Cierto es que el asunto parece tentador. Desde que, en 1153, los caballeros occidentales se han apoderado de Ascalón, último bastión fatimita de Palestina, tienen abierto el camino hacia el país del Nilo. Los sucesivos visires, demasiado ocupados en pelear con sus rivales, han adoptado la costumbre, desde 1160, de pagar un tributo anual a los frany para que se abstengan de intervenir en sus asuntos. Nada más caer Shawar, Amalrico ha aprovechado la confusión que reina en el país del Nilo para invadirlo, con el simple pretexto de que la suma convenida, sesenta mil dinares, no se ha pagado a tiempo. Cruzando el Sinaí, siguiendo la costa mediterránea, ha puesto sitio a la ciudad de Bilbays, situada en un brazo del río —que se secará durante los siglos siguientes. Los defensores de la ciudad están a la vez estupefactos y divertidos al ver cómo los frany instalan sus máquinas de asedio alrededor de los muros, pues estamos en septiembre y el río empieza a crecer. A las autoridades les basta, pues, con mandar romper unos diques para que los guerreros de Occidente se vean poco a poco rodeados de agua: apenas si tienen tiempo de huir y volver a Palestina. La primera invasión se ha visto interrumpida, pero ha tenido el mérito de revelar a Alepo y a Damasco las intenciones de Amalrico.

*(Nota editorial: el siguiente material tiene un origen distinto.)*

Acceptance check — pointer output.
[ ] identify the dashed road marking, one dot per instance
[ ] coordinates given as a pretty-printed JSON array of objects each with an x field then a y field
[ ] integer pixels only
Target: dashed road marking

Nur al-Din vacila, no tiene deseo alguno de dejarse arrastrar hacia el resbaladizo terreno de las intrigas cairotas, sobre todo porque, al ser un ferviente sunní, siente una no disimulada desconfianza por todo lo que se refiere al califato chiita de los fatimitas, pero, por otra parte, no quiere que Egipto, con sus riquezas, se incline del lado de los frany, que se convertirían, de ese modo, en la mayor potencia de Oriente. Ahora bien, vista la anarquía que reina allí, El Cairo no podrá resistir mucho frente a la determinación de Amalrico. Como es lógico, Shawar elogia de muy buen grado, frente a su anfitrión, las ventajas le una expedición al país del Nilo. Para hacerle caer en la rampa, promete, si le ayudan a recuperar el poder, pagar todos los gastos de la expedición, reconocer la soberanía del señor de Alepo y de Damasco y enviarle todos los años la tercera parte de los ingresos del Estado. Pero, ante todo, Nur al-Din tiene que contar con sus hombres de confianza, el propio Shirkuh, totalmente partidario de una intervención armada. Demuestra incluso ante este proyecto tal entusiasmo que el hijo de Zangi le da permiso para que organice un cuerpo expedicionario.